Kekhilafahan Abbasiyah tercatat dalam sejarah Islam dari tahun
750-1517 M/132-923 H. Diawali oleh khalifah Abu al-’Abbas as-Saffah (750-754)
dan diakhiri Khalifah al-Mutawakkil Alailah III (1508-1517). Dengan rentang
waku yang cukup panjang, sekitar 767 tahun, kekhilafahan ini mampu menunjukkan
pada dunia ketinggian peradaban Islam dengan pesatnya perkembangan Ilmu
Pengetahuan dan Teknologi di dunia Islam.

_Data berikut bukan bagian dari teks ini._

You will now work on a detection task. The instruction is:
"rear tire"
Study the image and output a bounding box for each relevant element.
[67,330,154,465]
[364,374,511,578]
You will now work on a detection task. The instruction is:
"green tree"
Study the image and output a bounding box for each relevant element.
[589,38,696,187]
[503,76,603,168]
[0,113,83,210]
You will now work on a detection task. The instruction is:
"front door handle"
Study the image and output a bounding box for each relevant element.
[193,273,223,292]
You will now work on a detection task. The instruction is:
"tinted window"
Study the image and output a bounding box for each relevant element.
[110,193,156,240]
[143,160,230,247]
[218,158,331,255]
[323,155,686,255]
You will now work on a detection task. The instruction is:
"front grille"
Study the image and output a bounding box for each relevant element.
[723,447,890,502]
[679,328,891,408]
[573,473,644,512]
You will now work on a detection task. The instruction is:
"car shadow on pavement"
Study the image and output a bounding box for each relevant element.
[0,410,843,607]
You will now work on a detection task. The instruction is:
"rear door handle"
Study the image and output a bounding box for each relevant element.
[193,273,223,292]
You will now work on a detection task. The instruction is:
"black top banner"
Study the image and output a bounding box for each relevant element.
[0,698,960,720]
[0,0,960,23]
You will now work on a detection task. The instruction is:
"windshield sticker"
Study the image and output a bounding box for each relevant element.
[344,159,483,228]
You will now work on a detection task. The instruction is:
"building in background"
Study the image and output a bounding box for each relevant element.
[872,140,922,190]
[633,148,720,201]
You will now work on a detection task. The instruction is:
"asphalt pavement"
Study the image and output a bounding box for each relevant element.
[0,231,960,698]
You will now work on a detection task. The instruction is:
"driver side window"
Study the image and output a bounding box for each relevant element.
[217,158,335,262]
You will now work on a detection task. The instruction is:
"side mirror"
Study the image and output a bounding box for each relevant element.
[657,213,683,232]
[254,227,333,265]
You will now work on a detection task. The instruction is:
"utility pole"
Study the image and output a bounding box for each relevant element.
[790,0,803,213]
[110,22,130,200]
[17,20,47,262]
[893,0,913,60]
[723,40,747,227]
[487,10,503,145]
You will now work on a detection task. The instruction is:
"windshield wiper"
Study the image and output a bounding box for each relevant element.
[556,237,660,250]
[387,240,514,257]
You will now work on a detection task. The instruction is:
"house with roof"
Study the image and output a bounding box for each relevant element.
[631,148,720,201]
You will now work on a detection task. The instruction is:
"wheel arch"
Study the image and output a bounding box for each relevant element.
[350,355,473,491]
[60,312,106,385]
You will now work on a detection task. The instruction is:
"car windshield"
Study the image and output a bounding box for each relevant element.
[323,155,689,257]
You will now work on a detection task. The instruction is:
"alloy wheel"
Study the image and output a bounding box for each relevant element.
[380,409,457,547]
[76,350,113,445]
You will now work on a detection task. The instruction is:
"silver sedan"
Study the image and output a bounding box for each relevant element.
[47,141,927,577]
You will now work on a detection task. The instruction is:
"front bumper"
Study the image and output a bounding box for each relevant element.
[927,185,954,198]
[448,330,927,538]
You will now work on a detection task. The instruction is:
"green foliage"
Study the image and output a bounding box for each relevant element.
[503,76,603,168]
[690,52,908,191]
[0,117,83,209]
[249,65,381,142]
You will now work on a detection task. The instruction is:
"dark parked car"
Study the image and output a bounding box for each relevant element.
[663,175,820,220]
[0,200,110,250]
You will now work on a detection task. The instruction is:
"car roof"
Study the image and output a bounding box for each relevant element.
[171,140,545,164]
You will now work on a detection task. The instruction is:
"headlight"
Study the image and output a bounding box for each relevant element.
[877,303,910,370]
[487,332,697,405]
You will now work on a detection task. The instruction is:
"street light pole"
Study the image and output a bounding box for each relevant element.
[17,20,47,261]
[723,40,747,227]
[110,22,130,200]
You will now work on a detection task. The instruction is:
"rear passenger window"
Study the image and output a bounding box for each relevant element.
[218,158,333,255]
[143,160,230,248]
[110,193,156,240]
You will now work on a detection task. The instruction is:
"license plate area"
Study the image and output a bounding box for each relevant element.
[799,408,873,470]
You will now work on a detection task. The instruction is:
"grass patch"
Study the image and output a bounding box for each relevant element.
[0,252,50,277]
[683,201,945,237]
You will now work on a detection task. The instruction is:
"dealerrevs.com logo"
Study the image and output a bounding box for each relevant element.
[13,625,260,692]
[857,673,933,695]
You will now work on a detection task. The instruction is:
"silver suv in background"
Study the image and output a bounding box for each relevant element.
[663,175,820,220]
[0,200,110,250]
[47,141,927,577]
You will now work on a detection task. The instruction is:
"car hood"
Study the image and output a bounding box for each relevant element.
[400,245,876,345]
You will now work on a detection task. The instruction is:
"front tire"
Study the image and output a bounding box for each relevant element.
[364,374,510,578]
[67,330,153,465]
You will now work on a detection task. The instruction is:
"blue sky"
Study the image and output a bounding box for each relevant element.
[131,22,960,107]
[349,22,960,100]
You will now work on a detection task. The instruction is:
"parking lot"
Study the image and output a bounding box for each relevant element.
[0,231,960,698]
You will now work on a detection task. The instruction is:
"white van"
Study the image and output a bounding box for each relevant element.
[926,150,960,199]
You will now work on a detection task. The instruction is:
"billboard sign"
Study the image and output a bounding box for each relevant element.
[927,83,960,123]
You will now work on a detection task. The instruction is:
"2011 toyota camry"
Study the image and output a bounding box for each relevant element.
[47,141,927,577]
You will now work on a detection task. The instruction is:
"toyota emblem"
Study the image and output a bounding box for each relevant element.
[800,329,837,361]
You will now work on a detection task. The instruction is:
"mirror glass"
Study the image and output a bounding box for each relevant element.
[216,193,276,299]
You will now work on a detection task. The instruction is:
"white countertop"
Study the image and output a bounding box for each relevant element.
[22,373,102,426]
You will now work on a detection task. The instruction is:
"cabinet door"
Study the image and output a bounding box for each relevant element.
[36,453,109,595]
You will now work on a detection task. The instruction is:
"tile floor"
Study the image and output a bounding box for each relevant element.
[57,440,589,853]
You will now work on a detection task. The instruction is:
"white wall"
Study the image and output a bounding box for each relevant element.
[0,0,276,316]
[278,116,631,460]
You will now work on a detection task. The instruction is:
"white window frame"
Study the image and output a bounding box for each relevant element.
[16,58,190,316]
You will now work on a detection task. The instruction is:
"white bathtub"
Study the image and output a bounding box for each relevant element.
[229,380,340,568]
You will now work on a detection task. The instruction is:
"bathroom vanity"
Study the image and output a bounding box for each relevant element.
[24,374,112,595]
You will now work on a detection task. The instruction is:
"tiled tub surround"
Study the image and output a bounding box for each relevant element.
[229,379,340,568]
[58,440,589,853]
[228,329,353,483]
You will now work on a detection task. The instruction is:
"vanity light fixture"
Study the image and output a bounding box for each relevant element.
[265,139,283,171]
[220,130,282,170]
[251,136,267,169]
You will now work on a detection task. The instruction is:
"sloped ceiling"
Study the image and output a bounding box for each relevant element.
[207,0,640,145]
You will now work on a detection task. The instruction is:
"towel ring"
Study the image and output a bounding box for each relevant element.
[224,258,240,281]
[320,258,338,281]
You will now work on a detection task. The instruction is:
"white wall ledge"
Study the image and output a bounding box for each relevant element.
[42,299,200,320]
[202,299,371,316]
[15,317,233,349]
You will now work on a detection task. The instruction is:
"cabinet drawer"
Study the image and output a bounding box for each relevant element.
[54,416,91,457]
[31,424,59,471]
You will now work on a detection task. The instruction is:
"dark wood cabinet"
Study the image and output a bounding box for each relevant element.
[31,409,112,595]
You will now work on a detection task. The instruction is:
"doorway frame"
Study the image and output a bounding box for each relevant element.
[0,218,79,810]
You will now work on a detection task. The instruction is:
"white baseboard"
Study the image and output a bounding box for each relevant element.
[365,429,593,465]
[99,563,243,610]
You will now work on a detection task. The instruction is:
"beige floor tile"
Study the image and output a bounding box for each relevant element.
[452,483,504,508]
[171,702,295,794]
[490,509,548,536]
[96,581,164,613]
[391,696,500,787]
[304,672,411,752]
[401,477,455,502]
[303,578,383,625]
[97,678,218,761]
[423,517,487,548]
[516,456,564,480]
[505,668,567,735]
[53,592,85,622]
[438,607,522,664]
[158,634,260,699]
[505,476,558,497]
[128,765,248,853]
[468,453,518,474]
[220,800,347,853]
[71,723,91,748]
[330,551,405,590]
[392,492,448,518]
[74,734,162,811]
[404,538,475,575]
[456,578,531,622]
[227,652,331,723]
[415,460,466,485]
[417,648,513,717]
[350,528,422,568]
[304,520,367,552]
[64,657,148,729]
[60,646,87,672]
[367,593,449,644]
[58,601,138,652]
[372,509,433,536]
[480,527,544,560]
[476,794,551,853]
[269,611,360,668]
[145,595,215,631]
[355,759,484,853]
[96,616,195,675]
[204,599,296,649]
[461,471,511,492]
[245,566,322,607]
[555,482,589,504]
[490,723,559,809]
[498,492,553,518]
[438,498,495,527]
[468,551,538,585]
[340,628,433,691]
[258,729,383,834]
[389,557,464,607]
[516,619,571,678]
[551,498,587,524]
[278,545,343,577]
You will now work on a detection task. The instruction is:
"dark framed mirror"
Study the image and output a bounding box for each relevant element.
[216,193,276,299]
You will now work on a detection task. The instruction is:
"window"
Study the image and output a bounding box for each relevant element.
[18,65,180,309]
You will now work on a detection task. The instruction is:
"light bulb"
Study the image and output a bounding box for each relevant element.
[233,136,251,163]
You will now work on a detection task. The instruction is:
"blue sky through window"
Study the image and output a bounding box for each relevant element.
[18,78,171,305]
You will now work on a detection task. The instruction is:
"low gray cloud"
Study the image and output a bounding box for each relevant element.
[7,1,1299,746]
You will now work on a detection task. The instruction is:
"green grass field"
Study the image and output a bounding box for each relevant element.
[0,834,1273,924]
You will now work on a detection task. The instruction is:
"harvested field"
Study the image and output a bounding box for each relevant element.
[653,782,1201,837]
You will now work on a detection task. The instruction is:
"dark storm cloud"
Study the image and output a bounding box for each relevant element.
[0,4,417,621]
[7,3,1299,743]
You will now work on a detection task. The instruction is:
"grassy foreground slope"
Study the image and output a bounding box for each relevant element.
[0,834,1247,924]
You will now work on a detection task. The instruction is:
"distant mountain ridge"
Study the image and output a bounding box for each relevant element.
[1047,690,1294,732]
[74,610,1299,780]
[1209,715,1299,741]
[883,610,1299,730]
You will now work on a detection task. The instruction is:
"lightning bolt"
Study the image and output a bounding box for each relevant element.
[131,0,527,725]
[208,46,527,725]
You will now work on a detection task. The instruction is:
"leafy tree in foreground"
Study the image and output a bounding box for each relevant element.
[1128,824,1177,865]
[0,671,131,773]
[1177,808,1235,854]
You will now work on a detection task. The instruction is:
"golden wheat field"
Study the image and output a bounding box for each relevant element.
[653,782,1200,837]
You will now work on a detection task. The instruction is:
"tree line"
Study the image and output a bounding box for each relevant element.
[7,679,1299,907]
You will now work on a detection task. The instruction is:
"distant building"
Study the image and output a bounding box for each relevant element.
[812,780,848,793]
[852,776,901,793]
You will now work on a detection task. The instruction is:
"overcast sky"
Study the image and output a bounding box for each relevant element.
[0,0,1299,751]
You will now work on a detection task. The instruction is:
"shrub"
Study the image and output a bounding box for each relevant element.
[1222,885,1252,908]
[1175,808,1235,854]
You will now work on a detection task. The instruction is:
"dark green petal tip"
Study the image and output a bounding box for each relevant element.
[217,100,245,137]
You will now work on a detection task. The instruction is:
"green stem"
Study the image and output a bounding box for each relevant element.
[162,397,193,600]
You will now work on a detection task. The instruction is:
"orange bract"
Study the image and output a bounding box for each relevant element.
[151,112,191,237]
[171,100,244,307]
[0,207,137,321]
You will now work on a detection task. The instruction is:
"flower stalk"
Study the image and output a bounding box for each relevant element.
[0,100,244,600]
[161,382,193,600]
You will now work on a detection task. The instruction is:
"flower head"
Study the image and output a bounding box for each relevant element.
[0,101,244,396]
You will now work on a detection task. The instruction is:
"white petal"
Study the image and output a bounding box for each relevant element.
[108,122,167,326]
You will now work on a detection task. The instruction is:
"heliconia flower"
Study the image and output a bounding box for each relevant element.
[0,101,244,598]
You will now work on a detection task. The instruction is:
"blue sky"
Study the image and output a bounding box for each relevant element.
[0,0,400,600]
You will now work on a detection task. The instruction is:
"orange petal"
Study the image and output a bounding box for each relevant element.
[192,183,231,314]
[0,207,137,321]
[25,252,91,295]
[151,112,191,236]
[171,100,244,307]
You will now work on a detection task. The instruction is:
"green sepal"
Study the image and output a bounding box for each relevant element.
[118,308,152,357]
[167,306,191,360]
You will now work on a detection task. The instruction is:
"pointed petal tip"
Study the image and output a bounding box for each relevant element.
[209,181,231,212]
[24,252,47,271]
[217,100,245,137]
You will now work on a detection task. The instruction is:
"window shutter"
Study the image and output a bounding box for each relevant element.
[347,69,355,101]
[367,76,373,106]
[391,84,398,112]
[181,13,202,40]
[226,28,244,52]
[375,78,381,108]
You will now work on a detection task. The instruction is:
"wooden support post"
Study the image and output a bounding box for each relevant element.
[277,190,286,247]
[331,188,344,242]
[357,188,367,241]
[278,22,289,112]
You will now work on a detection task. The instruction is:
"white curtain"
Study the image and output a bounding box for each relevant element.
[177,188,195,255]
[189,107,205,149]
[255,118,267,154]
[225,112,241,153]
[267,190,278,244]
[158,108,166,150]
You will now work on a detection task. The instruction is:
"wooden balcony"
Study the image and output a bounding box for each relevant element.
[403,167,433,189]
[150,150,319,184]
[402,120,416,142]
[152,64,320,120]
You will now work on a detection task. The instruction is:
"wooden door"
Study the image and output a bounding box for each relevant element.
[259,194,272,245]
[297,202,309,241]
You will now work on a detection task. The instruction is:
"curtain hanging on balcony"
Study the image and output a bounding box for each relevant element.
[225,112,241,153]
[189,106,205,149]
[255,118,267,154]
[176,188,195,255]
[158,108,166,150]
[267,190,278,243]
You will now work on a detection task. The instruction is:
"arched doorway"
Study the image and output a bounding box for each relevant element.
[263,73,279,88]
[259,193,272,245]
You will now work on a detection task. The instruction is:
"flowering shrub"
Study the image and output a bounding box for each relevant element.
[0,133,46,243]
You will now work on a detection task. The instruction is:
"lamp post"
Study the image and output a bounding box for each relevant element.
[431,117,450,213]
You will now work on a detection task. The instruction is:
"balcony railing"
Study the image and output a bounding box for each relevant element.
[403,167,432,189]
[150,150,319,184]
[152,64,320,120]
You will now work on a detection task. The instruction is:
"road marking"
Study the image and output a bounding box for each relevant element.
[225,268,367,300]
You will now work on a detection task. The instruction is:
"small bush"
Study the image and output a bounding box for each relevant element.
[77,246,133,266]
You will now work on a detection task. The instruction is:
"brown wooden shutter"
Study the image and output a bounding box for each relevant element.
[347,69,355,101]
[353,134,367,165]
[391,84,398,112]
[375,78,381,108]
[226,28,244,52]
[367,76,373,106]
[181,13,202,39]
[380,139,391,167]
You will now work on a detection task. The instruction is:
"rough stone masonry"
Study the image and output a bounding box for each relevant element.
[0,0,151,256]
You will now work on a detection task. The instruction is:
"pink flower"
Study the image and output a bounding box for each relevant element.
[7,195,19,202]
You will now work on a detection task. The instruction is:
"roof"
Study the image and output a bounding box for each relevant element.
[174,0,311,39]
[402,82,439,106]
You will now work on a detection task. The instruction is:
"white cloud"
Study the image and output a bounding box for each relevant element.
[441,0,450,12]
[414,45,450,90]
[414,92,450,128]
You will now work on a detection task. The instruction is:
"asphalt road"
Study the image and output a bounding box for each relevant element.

Di era ini, telah lahir ilmuwan-ilmuwan Islam dengan berbagai
penemuannya yang mengguncang dunia. Sebut saja, al-Khawarizmi (780-850) yang
menemukan angka nol dan namanya diabadikan dalam cabang ilmu matematika,
Algoritma (logaritma). Ada Ibnu Sina (980-1037) yang membuat termometer udara
untuk mengukur suhu udara. Bahkan namanya tekenal di Barat sebagai Avicena,
pakar Medis Islam legendaris dengan karya ilmiahnya Qanun (Canon) yang menjadi
referensi ilmu kedokteran para pelajar Barat. Tak ketinggalan al-Biruni
(973-1048) yang melakukan pengamatan terhadap tanaman sehingga diperoleh
kesimpulan kalau bunga memiliki 3, 4, 5, atau 18 daun bunga dan tidak pernah 7
atau 9.
Pada abad ke-8 dan 9 M, negeri Irak dihuni
oleh 30 juta penduduk yang 80% nya merupakan petani. Hebatnya, mereka sudah
pakai sistem irigasi modern dari sungai Eufrat dan Tigris. Hasilnya, di
negeri-negeri Islam rasio hasil panen gandum dibandingkan dengan benih yang
disebar mencapai 10:1 sementara di Eropa pada waktu yang sama hanya dapat
2,5:1.
Kecanggihan teknologi masa ini juga
terlihat dari peninggalan-peninggalan sejarahnya. Seperti arsitektur mesjid
Agung Cordoba; Blue Mosque di Konstantinopel; atau menara spiral di Samara yang
dibangun oleh khalifah al-Mutawakkil, Istana al-Hamra (al-Hamra Qasr) yang
dibangun di Seville, Andalusia pada tahun 913 M. Sebuah Istana terindah yang
dibangun di atas bukit yang menghadap ke kota Granada.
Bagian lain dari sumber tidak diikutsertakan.